Every year in Ohio, with the first two weeks of December comes shotgun hunting season. Hunters routinely bring in upwards of 200,000 does and bucks to local check stations. That's a big change from just a few decades ago, when wildlife officials worried the animal could disappear completely.
Clouds fill the sky on a gloomy day in rural Union county, where pickup trucks and orange hunting vests dot long country roads. The woods John McCoy and Adam McMahon plan to hunt sit a quarter mile off the road, on the other side of a muddy plowed field.
"We have five guys," McMahon says. "We'll put three on the back of the woods and push two through the front. Hopefully something will run to one of them."
Despite the occasional rut and puddle, it's a fairly peaceful walk.
Until shots ring out.
The hunt is on after the men see a buck drinking from a nearby creek. They fire and give chase, but soon lose the animal.
They're going home empty-handed today, but somewhere around 200,000 other hunters won't this year. The Ohio Department of Natural Resources says the herd is healthier than ever. Mike Tonkavich is a biologist with O.D.N.R. and helps track and count deer.
"Our minimum statewide population estimate was probably very close to three-quarters of a million deer, or higher than that," Tonkavich says. "We'll harvest somewhere in the neighborhood of a quarter-of-a-million deer this fall, and those are numbers that we've never seen before."

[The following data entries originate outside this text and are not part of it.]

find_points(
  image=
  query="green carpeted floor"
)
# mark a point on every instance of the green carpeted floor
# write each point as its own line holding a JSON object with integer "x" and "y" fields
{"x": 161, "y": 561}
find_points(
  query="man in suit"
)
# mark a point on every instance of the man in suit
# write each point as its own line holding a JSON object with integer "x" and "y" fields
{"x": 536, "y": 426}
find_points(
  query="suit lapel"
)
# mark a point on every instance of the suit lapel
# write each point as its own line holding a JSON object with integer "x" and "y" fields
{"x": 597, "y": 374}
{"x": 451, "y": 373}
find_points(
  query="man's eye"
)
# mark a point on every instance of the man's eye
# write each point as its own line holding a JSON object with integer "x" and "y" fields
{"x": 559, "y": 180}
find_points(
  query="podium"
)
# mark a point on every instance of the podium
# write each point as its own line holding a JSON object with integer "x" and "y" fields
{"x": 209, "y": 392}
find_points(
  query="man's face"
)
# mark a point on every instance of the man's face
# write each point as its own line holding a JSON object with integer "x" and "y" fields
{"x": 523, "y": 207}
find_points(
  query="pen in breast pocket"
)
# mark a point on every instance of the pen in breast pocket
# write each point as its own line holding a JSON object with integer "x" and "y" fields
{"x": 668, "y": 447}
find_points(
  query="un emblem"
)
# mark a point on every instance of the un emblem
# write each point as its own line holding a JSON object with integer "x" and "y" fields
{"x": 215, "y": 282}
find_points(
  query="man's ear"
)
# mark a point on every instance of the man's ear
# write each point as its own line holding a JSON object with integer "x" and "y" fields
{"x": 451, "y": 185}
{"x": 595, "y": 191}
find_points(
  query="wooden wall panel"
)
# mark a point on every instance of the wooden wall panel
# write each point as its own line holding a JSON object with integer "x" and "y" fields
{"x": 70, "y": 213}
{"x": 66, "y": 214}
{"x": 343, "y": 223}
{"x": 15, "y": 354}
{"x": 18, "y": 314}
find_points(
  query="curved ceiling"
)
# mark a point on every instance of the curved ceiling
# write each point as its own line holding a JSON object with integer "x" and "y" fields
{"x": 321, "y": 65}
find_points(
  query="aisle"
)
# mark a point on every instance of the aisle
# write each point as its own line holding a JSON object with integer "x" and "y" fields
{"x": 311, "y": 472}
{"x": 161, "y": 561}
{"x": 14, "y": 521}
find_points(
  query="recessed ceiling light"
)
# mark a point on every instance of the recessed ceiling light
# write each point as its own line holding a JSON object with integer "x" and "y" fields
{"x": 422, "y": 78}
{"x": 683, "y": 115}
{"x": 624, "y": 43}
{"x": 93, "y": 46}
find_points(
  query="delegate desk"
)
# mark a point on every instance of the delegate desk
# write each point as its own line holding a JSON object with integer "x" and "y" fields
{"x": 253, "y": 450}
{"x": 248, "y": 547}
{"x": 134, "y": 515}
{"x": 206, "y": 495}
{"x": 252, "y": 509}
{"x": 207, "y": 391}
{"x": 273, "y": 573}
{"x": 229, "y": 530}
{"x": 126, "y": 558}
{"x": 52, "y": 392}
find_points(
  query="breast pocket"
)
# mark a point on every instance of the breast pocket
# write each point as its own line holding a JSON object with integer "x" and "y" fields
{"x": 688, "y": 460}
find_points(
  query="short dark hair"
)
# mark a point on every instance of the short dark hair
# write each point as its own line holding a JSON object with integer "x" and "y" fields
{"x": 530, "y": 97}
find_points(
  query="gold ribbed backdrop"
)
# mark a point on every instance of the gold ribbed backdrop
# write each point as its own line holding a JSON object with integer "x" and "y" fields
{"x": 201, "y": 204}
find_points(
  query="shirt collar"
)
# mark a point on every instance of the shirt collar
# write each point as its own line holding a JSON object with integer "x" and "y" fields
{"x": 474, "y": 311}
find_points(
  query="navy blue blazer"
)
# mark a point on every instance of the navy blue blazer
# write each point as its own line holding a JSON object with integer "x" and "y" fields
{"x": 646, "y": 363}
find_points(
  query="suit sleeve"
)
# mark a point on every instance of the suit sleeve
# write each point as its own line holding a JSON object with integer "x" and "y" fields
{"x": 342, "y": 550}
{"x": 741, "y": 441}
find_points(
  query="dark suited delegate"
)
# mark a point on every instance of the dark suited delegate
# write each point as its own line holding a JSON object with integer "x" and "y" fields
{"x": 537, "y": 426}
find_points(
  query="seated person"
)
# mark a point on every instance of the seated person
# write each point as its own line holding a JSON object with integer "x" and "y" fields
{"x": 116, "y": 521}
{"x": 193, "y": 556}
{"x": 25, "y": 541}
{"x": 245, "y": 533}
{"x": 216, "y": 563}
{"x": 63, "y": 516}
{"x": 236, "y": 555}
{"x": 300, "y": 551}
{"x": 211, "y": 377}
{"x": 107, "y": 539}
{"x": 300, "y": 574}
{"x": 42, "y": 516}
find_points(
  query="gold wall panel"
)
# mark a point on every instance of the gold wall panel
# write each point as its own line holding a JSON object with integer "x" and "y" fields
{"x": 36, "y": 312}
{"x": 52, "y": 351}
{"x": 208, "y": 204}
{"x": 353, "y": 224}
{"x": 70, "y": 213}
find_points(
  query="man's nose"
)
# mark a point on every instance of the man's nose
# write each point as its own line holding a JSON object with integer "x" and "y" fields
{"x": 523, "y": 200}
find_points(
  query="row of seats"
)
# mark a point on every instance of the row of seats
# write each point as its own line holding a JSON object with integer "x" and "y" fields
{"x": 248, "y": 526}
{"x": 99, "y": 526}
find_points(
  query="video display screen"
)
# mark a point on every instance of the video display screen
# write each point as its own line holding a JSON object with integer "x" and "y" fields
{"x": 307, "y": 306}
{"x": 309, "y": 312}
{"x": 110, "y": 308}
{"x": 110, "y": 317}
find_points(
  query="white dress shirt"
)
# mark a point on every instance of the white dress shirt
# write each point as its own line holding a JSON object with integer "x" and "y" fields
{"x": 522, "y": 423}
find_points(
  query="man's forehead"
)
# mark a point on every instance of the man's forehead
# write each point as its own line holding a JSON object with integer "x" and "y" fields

That's good for hunters and dinner tables, but also good for state coffers: with licensing revenue and creating jobs, state officials say deer hunting has an annual economic impact of nearly $2 billion.
O.D.N.R. credits the so-called "Bambi Boom" to several things, including acorns. The better the state's acorn crop, the less deer have to travel for food, so fewer animals are seen and killed by hunters. Years of good acorn production have led to a healthy herd, a major change from a few decades ago.
"You couldn't hunt deer in 1931. They just weren't there."
Craig Springer is the author of several hunting and wildlife books. He says major changes to Ohio's deer population started with the state's first settlers, who replaced wooded areas with towns and made venison a big part of their diet.
"By the time the Great Depression rolled around, the deer numbers were way, way down. And in the game laws, it said 'deer were protected.' You couldn't hunt deer."
Plenty of Ohioans are hunting deer now, and with success. Dan Giannamore checks deer at Gander Mountain, a sporting goods store in Hilliard.
"A couple of the guys who work here have killed some nice deer," Giannamore says. "We've been seeing some pretty big bucks. I think last year people were saying the rut wasn't as good because it was hot in early November, and it was a little bit colder this year."
Initial returns from the state corroborate Giannamore's theory: hunters bagged more than 38,000 deer on the season's first day, up 12 percent from a year ago.
Back in rural Union county, John McCoy says despite missing a nice buck and sometimes getting frustrated at the whole process, he'll keep hitting the woods.
"It's been a family tradition ever since I was young," McCoy says. "There's always been a big group on individuals that have always went out hunting together. My grandfather's woods, my uncle's woods, the surrounding neighbors, families, friends everybody's always gotten together and done a lot of hunting together."
And with the current deer population, that tradition looks poised to continue.